Published in CSP Daily News
Tesco's sale of U.S. chain to Burkle's Yucaipa reportedly going beyond freshness date
EL SEGUNDO, Calif. -- Hopes are fading for a sale of Tesco Plc's U.S. small-format grocery business Fresh & Easy Neighborhood Stores Inc. With no deal yet struck, two people familiar with the situation suggested that the most likely outcome would be a closure or breakup of the chain, reported The Financial Times.
Analysts said the prospect of shutting Fresh & Easy, or dismantling it piecemeal, raised the possibility of Tesco incurring more costs than the one-billion-pound (approximately $1.5 billion U.S.) writedown it announced in April.
Tesco was reportedly on the verge of a sale of Fresh & Easy to The Yucaipa Cos., the investment company of U.S. billionaire Ron Burkle. He is recognized as a major investor in the retail, manufacturing, distribution and hospitality industries. He has served as chairman and controlling shareholder of numerous companies including Alliance Entertainment, Golden State Foods, Dominick's, Fred Meyer, Ralphs and Food4Less.
Jim Keyes, the former CEO of 7-Eleven Inc. and Blockbuster Inc., and who owns the Wild Oats upscale grocery name, would serve as CEO of the new venture, people familiar with the discussions and who asked not to be identified because the process isn't public, told Bloomberg in June.

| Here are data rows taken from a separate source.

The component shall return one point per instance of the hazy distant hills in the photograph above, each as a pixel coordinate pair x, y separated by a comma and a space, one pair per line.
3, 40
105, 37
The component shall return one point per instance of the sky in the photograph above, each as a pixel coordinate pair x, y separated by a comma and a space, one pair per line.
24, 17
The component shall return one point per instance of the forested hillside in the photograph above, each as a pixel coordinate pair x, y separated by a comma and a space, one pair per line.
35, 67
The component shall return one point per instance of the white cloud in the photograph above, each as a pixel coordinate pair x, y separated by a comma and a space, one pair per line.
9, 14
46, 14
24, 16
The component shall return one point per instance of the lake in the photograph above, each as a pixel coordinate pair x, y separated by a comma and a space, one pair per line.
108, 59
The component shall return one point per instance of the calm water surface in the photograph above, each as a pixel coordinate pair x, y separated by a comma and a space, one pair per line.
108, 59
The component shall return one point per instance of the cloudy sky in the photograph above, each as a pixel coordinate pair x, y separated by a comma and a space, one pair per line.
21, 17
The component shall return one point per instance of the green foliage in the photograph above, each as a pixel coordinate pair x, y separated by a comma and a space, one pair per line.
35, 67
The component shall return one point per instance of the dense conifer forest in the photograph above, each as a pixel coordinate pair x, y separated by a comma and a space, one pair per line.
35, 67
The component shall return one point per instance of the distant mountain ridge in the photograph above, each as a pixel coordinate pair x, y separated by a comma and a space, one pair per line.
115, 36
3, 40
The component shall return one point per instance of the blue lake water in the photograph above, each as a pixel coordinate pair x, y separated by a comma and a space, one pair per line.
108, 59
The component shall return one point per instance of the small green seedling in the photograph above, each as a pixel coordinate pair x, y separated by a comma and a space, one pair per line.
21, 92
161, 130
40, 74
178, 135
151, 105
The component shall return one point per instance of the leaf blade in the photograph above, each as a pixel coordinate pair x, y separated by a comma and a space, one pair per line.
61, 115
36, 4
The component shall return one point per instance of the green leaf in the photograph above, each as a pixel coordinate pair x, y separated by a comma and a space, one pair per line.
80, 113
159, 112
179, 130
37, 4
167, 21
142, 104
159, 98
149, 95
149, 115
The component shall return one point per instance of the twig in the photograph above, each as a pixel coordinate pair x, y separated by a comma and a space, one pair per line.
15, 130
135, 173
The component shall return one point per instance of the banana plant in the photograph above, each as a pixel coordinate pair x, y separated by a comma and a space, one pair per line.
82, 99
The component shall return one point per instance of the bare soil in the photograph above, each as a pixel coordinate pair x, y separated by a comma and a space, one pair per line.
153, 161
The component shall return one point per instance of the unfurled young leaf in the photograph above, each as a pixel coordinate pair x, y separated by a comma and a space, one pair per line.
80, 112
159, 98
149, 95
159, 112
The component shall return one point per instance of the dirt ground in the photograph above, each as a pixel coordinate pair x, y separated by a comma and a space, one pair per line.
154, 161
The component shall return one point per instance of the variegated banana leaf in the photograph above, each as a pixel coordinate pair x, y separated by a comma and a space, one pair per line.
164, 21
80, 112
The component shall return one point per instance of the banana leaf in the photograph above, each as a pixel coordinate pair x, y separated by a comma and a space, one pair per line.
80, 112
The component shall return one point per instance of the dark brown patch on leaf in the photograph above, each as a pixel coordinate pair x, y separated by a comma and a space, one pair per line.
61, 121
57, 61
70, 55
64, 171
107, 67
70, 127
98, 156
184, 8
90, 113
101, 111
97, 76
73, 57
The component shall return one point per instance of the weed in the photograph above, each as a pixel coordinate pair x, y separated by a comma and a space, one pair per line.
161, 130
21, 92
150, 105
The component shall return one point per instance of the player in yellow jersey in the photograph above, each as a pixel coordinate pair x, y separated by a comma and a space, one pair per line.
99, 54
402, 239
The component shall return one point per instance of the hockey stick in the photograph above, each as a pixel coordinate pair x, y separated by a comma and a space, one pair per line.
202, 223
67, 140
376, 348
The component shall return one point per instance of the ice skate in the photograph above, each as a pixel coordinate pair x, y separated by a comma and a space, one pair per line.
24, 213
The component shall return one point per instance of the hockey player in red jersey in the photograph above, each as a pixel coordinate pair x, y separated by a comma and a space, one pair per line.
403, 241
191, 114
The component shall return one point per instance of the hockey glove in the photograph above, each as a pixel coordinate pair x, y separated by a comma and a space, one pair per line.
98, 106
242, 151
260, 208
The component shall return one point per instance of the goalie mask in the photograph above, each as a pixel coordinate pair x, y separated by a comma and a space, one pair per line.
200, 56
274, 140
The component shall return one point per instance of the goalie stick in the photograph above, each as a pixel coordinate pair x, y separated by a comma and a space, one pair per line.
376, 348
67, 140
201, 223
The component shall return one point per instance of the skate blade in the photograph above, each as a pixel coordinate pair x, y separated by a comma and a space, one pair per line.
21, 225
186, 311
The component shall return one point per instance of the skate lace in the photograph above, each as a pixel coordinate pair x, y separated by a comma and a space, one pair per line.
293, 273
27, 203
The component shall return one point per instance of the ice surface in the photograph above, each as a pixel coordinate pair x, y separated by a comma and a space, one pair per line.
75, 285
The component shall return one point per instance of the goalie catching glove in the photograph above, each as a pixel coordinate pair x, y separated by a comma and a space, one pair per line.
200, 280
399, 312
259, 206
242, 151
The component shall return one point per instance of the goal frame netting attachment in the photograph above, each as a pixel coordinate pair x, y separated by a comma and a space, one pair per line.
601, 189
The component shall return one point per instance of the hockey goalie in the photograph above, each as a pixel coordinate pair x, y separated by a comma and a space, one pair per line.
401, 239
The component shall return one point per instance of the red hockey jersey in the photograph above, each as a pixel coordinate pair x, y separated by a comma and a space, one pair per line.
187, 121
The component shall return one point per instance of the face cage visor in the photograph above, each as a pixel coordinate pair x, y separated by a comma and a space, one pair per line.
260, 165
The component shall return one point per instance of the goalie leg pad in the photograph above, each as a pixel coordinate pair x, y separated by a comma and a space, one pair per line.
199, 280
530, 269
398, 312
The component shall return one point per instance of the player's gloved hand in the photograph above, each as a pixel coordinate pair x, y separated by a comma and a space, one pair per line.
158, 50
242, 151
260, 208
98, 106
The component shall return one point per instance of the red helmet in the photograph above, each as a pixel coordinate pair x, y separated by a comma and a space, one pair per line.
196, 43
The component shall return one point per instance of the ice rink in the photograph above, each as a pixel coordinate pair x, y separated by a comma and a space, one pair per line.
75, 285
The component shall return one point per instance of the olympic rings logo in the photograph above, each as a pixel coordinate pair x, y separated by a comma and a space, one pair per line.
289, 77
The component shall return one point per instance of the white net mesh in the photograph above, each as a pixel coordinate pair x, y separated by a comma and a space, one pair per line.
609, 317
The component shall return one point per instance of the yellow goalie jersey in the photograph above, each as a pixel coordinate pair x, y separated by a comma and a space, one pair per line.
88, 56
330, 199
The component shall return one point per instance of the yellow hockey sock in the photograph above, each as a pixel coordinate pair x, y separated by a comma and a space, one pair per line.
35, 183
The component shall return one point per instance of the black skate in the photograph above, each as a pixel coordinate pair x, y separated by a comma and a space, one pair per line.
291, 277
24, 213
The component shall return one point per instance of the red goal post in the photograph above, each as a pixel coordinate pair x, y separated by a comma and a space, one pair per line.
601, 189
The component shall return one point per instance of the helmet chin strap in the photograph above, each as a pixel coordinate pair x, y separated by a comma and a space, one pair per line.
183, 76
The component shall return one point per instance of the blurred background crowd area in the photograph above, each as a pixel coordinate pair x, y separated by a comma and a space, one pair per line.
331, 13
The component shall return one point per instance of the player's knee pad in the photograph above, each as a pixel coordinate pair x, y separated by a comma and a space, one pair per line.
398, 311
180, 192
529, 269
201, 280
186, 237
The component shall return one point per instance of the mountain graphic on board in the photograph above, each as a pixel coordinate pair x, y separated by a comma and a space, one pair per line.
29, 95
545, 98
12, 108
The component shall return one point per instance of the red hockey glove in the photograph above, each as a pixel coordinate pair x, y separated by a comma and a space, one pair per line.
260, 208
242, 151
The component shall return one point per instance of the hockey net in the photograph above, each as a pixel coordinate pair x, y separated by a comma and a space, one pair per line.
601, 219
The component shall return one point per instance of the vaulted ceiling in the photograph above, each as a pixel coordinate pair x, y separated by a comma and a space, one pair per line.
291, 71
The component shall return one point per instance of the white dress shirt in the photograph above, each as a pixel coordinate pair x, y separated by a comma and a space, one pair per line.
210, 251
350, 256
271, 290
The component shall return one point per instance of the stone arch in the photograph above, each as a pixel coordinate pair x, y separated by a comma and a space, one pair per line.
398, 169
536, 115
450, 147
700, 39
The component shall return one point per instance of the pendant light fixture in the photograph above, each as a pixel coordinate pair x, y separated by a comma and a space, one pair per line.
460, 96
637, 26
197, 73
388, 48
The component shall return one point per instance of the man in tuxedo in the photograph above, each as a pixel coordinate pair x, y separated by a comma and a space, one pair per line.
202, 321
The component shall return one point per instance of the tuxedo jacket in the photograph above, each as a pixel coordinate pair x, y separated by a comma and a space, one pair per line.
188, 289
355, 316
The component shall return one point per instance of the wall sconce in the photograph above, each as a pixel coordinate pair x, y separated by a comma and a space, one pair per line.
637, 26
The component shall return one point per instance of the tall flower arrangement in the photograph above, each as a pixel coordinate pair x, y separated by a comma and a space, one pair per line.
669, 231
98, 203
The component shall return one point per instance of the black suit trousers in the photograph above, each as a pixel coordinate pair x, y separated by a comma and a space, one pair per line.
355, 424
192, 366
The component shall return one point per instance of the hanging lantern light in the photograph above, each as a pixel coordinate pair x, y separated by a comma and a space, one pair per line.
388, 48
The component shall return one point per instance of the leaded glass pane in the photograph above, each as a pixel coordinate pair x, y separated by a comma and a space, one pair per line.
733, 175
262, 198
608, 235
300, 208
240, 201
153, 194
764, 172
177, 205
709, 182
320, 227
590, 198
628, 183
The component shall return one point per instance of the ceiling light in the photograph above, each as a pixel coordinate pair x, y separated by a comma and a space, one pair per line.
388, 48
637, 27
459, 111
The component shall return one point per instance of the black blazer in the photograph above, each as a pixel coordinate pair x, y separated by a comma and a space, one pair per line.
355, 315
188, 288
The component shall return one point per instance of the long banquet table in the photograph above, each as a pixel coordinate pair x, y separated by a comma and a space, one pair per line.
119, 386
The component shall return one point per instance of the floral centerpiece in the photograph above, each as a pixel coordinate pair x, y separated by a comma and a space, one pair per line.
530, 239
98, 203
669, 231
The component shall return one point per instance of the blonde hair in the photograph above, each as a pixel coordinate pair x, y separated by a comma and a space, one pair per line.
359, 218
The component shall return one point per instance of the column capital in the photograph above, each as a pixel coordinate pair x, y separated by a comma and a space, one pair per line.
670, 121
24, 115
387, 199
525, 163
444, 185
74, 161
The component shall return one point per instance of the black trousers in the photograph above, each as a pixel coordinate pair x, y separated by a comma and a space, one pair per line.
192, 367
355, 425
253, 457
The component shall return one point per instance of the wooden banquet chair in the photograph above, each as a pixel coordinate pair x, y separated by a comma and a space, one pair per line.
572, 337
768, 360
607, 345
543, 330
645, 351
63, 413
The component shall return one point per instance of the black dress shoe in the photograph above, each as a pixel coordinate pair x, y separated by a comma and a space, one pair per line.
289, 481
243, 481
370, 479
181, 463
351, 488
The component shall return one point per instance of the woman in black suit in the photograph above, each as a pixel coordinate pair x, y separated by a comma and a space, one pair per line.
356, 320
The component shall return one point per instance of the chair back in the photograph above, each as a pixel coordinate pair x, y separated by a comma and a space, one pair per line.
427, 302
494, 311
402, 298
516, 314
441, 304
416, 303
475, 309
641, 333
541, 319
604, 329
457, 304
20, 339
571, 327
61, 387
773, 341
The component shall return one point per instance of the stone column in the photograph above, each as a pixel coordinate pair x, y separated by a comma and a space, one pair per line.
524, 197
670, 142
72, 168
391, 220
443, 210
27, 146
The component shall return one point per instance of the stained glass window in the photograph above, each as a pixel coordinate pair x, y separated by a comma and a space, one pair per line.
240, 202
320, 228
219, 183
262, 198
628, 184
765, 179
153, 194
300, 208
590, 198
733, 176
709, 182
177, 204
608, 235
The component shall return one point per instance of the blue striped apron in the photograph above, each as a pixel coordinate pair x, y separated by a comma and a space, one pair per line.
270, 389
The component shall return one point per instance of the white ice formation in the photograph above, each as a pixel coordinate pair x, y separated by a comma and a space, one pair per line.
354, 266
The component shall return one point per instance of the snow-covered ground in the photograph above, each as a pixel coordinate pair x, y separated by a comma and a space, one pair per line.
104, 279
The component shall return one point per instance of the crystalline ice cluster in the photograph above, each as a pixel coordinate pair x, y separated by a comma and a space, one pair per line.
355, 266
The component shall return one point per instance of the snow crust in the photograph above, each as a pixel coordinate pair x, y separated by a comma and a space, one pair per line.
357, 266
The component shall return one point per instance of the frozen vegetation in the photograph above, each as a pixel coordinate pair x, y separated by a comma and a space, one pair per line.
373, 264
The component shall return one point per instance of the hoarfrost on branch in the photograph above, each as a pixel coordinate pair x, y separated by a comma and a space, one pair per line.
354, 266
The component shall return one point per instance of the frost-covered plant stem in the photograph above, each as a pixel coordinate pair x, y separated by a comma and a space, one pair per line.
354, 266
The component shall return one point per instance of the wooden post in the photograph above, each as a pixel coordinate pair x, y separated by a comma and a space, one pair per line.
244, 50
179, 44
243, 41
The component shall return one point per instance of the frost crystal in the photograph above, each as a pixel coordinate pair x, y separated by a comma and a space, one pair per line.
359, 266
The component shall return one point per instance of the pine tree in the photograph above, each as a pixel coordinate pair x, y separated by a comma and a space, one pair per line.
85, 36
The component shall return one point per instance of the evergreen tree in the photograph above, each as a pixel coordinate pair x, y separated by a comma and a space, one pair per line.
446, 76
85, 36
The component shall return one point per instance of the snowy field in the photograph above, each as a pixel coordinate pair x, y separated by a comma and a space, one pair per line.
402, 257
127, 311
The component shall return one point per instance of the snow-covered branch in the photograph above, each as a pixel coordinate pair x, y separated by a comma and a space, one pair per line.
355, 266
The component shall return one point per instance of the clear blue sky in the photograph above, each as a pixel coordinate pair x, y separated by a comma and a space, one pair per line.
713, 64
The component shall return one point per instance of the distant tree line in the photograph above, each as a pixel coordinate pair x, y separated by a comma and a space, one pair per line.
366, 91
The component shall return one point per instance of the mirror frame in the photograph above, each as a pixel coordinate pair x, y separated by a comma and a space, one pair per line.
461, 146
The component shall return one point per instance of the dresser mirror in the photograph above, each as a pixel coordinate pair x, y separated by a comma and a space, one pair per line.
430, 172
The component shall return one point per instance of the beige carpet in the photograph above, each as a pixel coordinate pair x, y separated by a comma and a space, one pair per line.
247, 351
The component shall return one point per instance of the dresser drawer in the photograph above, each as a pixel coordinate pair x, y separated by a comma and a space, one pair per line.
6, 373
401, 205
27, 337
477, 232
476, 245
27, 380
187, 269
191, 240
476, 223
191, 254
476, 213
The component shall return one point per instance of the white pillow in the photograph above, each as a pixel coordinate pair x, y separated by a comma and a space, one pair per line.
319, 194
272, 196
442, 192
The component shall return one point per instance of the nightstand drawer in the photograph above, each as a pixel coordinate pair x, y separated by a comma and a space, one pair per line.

The talks between Tesco and Burkle have stalled, however, several people familiar with the situation told the newspaper. The sticking point in conversations with buyers has been Tesco's desire for a clean break from the United States, said the report. It wants to avoid any situation where it or its shareholders retain liabilities for Fresh & Easy after an exit.
The current situation is thought to be fluid, however, and it is possible it could yet change.
Tesco declined to comment to the Times.
Clive Black, analyst at Shore Capital, said, "The prolonged timescale is a cause for concern."
He said Tesco was continuing to incur trading losses from Fresh & Easy, although they would be treated as discontinued operations. It also raised the prospects of higher cash costs, from terminating leases, selling the manufacturing facility and redundancy payments.
People familiar with the situation said that Tesco had already made substantial writedowns, and had never expected to receive significant sums for the loss-making business.